Running multilingual-e5-small and mmarco-mMiniLMv2-L12-H384-v1 with TorchServe

This repository contains everything needed to deploy a production-ready service for computing sentence similarity embeddings using the model multilingual-e5-small and TorchServe. Those embeddings can then be used in combination with a vector database like Pinecone, Milvus, Weaviate or Qdrant.

A service for doing cross-encoding using mmarco-mMiniLMv2-L12-H384-v1 is also included.

This repository has been created because there was no simple example in the torchserve repository for deploying a huggingface model for sentence similarity. The closest I could find was resources for sequence classification, generation, question answering, and token classification as you can check here.

More details about it is provided in this article.

Get Started

There are two ways to test the server, by running it as a process or as a docker container.

Deploy with docker

First, make sure you have docker installed.

docker run -p 8080:8080 -it ghcr.io/thomas-mattsson/torchserve-embedder-encoder-multilingual:latest

Then, go to Usage to check how to use the service.

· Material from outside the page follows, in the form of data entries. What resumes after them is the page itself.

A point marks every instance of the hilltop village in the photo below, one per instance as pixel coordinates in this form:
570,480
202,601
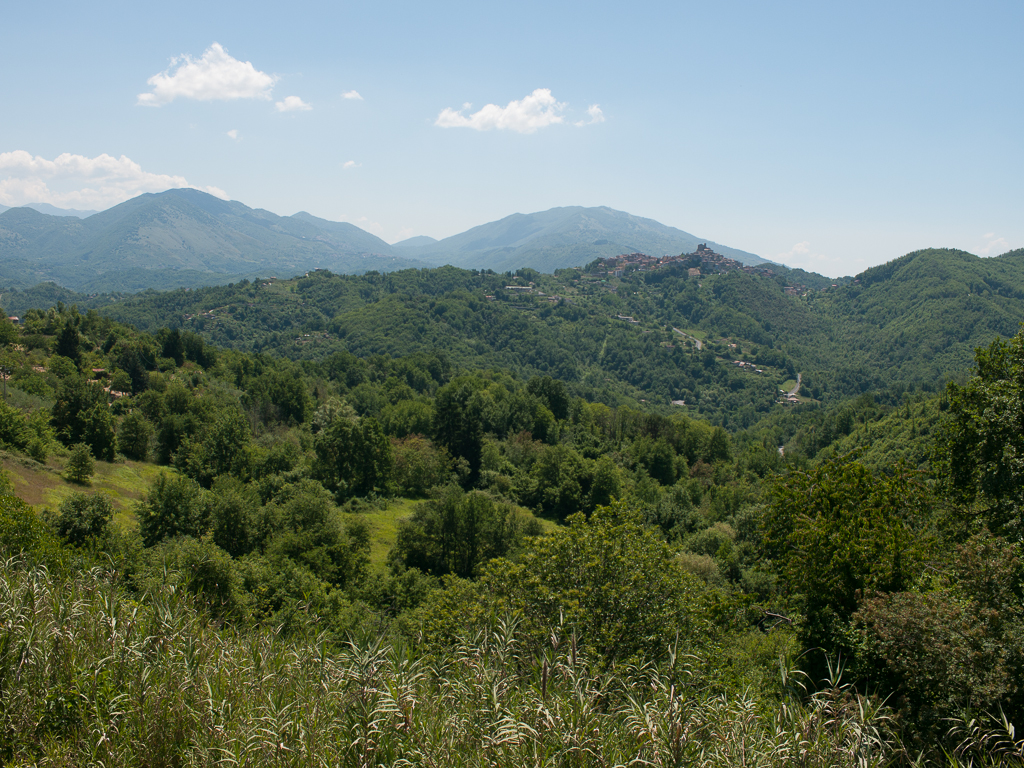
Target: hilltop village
702,261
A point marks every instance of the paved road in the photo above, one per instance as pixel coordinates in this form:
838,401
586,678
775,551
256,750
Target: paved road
796,390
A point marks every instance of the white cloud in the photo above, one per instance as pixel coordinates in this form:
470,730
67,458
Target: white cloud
993,246
596,116
539,110
216,76
78,181
803,256
292,103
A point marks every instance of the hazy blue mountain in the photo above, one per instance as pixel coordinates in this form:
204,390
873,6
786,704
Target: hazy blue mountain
179,238
417,242
54,211
185,238
563,238
343,232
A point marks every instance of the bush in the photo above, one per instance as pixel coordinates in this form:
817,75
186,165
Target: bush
80,465
174,506
81,517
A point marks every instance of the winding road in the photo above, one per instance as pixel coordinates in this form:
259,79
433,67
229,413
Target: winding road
796,390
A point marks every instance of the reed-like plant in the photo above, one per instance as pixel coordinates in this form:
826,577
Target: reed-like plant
90,675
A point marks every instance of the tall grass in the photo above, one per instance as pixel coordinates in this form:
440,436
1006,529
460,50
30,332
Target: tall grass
89,676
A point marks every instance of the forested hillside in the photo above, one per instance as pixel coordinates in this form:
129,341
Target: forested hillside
453,516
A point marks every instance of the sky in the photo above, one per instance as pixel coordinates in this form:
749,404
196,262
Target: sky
828,136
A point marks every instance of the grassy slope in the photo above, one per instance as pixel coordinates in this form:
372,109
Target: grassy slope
44,484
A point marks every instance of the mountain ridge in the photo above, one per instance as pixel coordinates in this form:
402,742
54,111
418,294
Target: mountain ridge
187,238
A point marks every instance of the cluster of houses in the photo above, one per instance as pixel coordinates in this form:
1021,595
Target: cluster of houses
705,261
748,366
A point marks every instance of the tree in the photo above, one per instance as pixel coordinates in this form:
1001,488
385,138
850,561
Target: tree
457,532
80,465
81,517
353,458
81,415
419,466
839,529
607,579
134,436
174,506
980,453
68,342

Note that the command can be further optimized for production by using settings documented in the TorchServe documentation

Also note that by using this docker image and even if you have a GPU available, the inferences will be done on CPU with the basic capabilities, i.e., without leveraging any CPU extension. If you want to leverage your GPU or some CPU capabilities, you need to adapt the Dockerfile according to the documentation of TorchServe.

Deploy as a process

First, make sure you have Python 3 and Java 11+ installed.

make serve

Then, go to Usage to check how to use the service. If you have a GPU available, it will use it for faster inferences.

Usage

This should start a server localy that you can query with a curl like the following:

curl --location 'http://127.0.0.1:8080/predictions/my_model' \
--header 'Content-Type: application/json' \
--data '{
    "input": ["hello, how are you?", "hi, what is up?"]
}'

You should get an output similar to

[
  [
    0.019096793606877327,
    0.03446517512202263,
    0.09162796288728714,
    0.0701652243733406,
    -0.029946573078632355,
    ...
  ],
  [
    -0.06470940262079239,
    -0.03830110654234886,
    0.013061972334980965,
    -0.0003482792235445231,
    ...
  ]
]

Future Work

TochServe uses a Java server to expose the API which is heavy. Checking the stats from Docker, the service takes about 4GB of RAM. I will check how I can optimize the RAM usage with Go bindings to reduce the footprint.

Aknowledgments

Many thanks to:

Stane Aurelius who wrote a great post about the details on how to deploy a model with tochserve. I highly recommend reading it.
The community publishing models on HuggingFace and particularly to the team who have produced the all-MiniLM-L6-v2 model and have shared it.
The Microsoft Research team who produced the paper about MiniLM.
The HuggingFace team who hosts the models and make them easily available to everyone.

License

The code in this repository is licensed under the MIT license.